Variety | ‘The Sympathizer’ Star Sandra Oh on How the HBO Series Shows the Vietnam War Through the Vietnamese Lens: ‘This Perspective Has Been Missing for 50 Years’

The upcoming HBO series “The Sympathizer” is bringing an unsung voice to a story that has been told and retold from the American point of view, providing actors like Sandra Oh a chance to finally be involved in a project that puts the Vietnamese refugee experience into focus for Variety

“This perspective has been missing for 50 years,” said Oh, who plays the recurring role of Sofia.  

Based on the Pulitzer Prize-winning novel by Viet Thanh Nguyen, the miniseries boasts a majority-Vietnamese cast and crew, including celebrated “The Handmaiden” director and screenwriter Park Chan-wook and esteemed “The Joy Luck Club” actress Kieu Chinh. 

Many of the acclaimed talent included are making their American film debuts, and others are getting their big breaks on the international stage. Duy Nguyen was raised in Hanoi, Vietnam, and later immigrated to Montreal, Canada. His story encapsulates Oh’s commitment to the series. 

“He has such a deep emotional connection to this project,” Oh related. “He moved to Canada 10 years ago. Then he read ‘The Sympathizer’ when it came out and [he was] 15 or 16. Because he was learning English, he read it like 10 times. His journey from that to this momentous moment right here – to be fulfilling his potential and the depth that he brought [to the role] – that kind of stuff is what I’m all about.” 

She added that the authenticity brought by actors like Nguyen allows portrayals that “metabolize very, very deep, painful stories on behalf of many people.” 

Nguyen said that being in a project that includes “Vietnamese language and culture [was] a dream.” 

“[The cast and creative team] all felt this responsibility to make this the best that it could be, because we finally have a moment to shine,” he continued.  

“The Sympathizer” follows the character of Captain (Hoa Xuande), a North Vietnam operative who is a plant in the South Vietnam army. After he is forced to flee to America and take up residence in a refugee camp, he continues to spy for the Viet Cong.  

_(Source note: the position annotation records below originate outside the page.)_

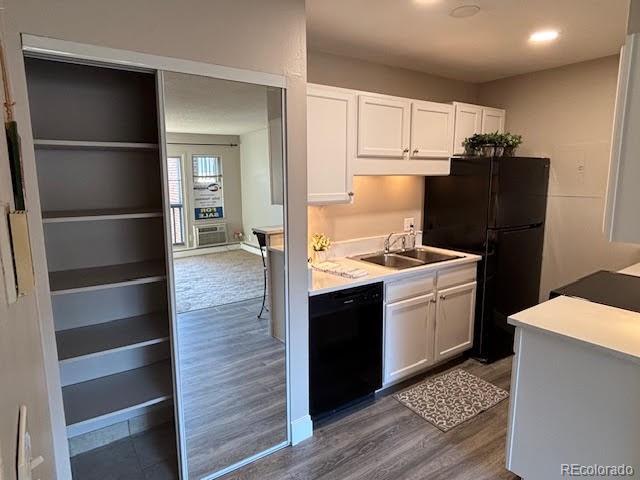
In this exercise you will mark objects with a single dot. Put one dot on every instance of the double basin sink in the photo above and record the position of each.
(415, 257)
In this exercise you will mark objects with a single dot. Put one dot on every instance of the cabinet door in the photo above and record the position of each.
(330, 144)
(468, 122)
(408, 337)
(492, 120)
(383, 127)
(454, 320)
(431, 130)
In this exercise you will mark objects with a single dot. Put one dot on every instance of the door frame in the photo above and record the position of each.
(73, 52)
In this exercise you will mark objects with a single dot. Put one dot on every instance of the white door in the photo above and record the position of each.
(493, 120)
(454, 320)
(383, 127)
(468, 122)
(330, 144)
(431, 130)
(408, 337)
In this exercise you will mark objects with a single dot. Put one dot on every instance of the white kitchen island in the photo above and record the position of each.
(575, 390)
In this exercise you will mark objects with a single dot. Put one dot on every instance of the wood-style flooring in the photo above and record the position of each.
(233, 385)
(387, 441)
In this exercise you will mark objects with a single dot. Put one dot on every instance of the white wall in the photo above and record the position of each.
(257, 210)
(567, 114)
(185, 145)
(211, 32)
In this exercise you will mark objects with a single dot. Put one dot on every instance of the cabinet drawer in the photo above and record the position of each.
(456, 276)
(409, 287)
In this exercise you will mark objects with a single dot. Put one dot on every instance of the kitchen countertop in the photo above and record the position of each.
(601, 326)
(326, 282)
(270, 230)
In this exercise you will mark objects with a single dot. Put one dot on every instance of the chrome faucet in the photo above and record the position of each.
(387, 244)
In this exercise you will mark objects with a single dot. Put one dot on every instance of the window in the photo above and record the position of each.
(208, 197)
(176, 199)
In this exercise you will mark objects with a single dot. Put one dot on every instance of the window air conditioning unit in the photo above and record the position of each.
(211, 235)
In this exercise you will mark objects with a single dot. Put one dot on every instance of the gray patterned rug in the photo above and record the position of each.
(448, 400)
(216, 279)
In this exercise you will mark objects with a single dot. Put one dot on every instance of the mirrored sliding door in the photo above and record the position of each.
(224, 191)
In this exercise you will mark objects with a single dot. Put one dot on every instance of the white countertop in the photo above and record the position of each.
(326, 282)
(269, 230)
(608, 328)
(613, 329)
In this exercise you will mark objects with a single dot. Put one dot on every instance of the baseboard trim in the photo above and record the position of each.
(301, 429)
(193, 252)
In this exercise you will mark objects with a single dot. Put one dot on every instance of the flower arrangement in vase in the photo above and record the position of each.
(320, 245)
(492, 144)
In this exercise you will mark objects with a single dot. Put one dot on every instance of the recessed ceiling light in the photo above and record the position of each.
(464, 11)
(544, 36)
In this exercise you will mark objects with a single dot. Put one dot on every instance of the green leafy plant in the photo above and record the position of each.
(320, 242)
(509, 141)
(512, 140)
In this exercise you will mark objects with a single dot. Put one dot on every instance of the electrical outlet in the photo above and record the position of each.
(408, 223)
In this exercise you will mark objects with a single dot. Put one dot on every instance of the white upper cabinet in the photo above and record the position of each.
(621, 219)
(431, 130)
(468, 122)
(492, 120)
(331, 125)
(383, 127)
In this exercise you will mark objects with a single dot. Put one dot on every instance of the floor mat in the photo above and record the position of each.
(450, 399)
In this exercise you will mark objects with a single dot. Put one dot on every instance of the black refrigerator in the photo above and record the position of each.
(493, 207)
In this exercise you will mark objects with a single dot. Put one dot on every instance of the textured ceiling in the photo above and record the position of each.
(195, 104)
(421, 35)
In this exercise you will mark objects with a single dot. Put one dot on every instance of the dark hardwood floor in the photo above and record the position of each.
(386, 440)
(233, 385)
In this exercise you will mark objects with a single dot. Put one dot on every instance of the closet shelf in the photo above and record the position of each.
(116, 394)
(116, 335)
(63, 216)
(111, 276)
(85, 145)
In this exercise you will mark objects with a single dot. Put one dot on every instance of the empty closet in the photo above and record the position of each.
(99, 168)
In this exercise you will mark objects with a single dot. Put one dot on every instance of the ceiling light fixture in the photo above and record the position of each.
(544, 36)
(464, 11)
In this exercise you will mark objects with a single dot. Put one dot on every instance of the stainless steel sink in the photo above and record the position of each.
(415, 257)
(391, 260)
(426, 256)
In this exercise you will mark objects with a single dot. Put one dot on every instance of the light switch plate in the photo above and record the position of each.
(408, 222)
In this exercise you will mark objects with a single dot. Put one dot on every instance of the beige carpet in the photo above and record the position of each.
(215, 279)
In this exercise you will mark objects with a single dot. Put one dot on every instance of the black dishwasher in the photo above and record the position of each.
(345, 347)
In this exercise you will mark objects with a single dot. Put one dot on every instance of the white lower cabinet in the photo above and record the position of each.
(455, 314)
(408, 340)
(428, 319)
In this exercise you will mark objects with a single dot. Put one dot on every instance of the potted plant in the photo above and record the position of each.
(511, 143)
(491, 141)
(473, 144)
(320, 244)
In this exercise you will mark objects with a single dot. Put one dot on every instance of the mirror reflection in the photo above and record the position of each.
(225, 183)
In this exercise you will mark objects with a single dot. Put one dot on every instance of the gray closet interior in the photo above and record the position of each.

“It’s really nice to finally see a story that’s led by a Vietnamese cast – to be able to tell their stories in their own way, and to have them at the forefront of this project,” Xuande said, going on to explain that as serious as the topic is, the show is a unique meld of a black comedy and a spy thriller. “These stories that [audiences are] about to see are just as devastating, just as riveting, just as traumatic, but also just as exciting and wonderful and funny.” 

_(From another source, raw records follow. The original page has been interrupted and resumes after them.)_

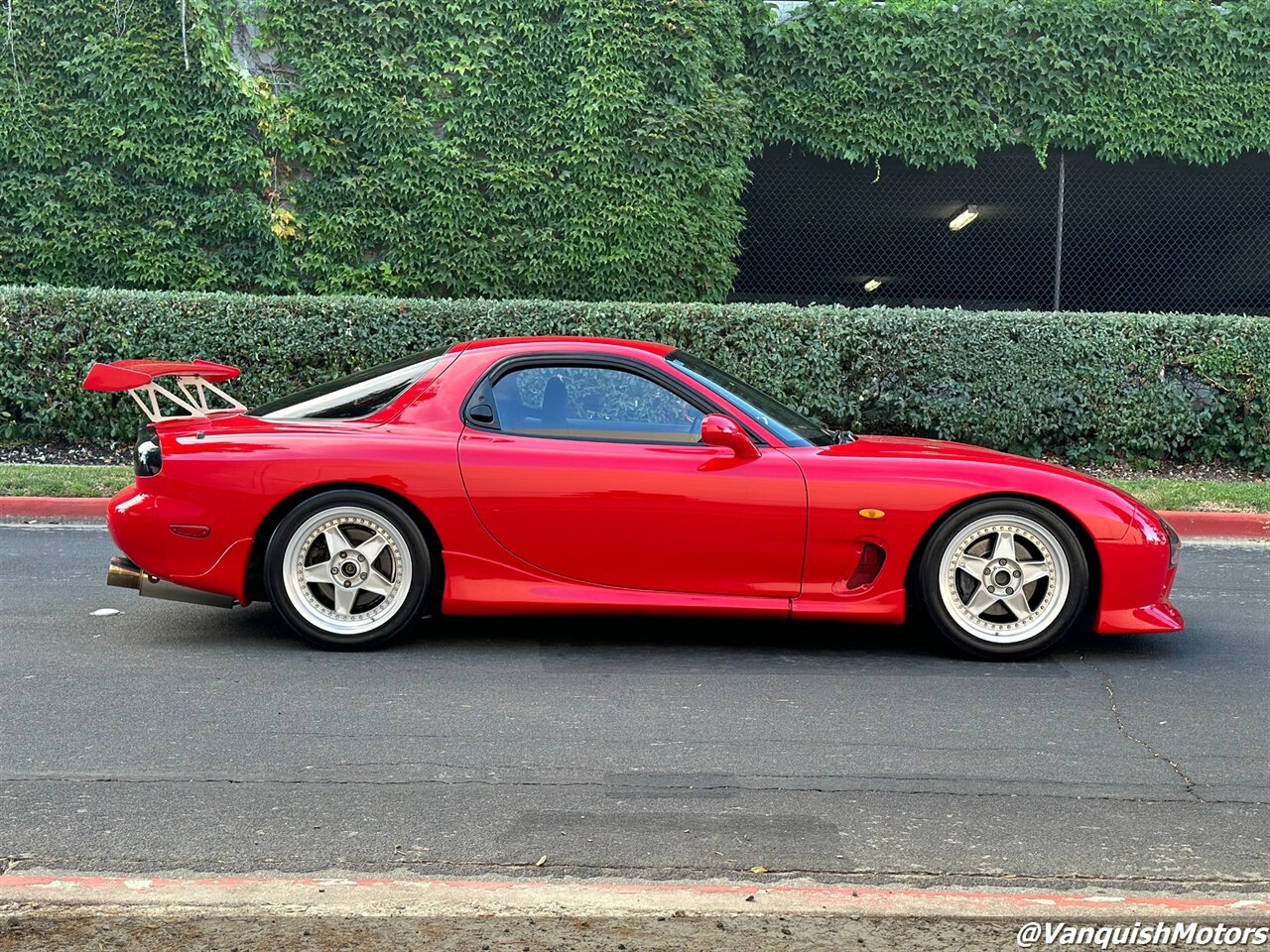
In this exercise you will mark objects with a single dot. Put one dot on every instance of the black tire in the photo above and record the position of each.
(400, 571)
(1002, 630)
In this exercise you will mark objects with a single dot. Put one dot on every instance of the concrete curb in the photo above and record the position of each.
(54, 507)
(1219, 525)
(572, 897)
(1188, 525)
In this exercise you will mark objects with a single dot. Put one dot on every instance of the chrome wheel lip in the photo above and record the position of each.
(300, 589)
(1053, 563)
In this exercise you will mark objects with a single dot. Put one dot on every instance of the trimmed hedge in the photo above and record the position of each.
(1086, 386)
(549, 148)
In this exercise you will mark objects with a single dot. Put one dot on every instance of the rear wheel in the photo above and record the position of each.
(1005, 578)
(348, 570)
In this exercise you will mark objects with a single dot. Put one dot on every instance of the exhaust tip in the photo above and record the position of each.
(123, 574)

A producing collaboration that included A24, Rhombus Media and Robert Downey Jr.’s Team Downey spent years bringing the project to fruition. 

“Reading the [novel] just [showed] how history books have only told one point of view, the American point of view … And the thing that was so exciting about the book was it was [another] point of view, and it was actually about real, ideological conversations,” executive producer Amanda Burrell said. “It felt urgent that we had to get out there and tell it.” 

The story was especially personal for Chinh, whose life includes fleeing the Viet Cong twice – first when relocating from North to South Vietnam at the beginning of the war, then later to America when North Vietnam was about to invade Saigon. Her journey is one of many experienced by Vietnamese refugees in the 1960s and 70s, real-life struggles that “The Sympathizer” shines a light on.  

“So many stories have not been told,” Chinh said. “We should make history alive again to remind people what [cruelty] war has made.” 

“The Sympathizer” premieres on HBO and Max April 14.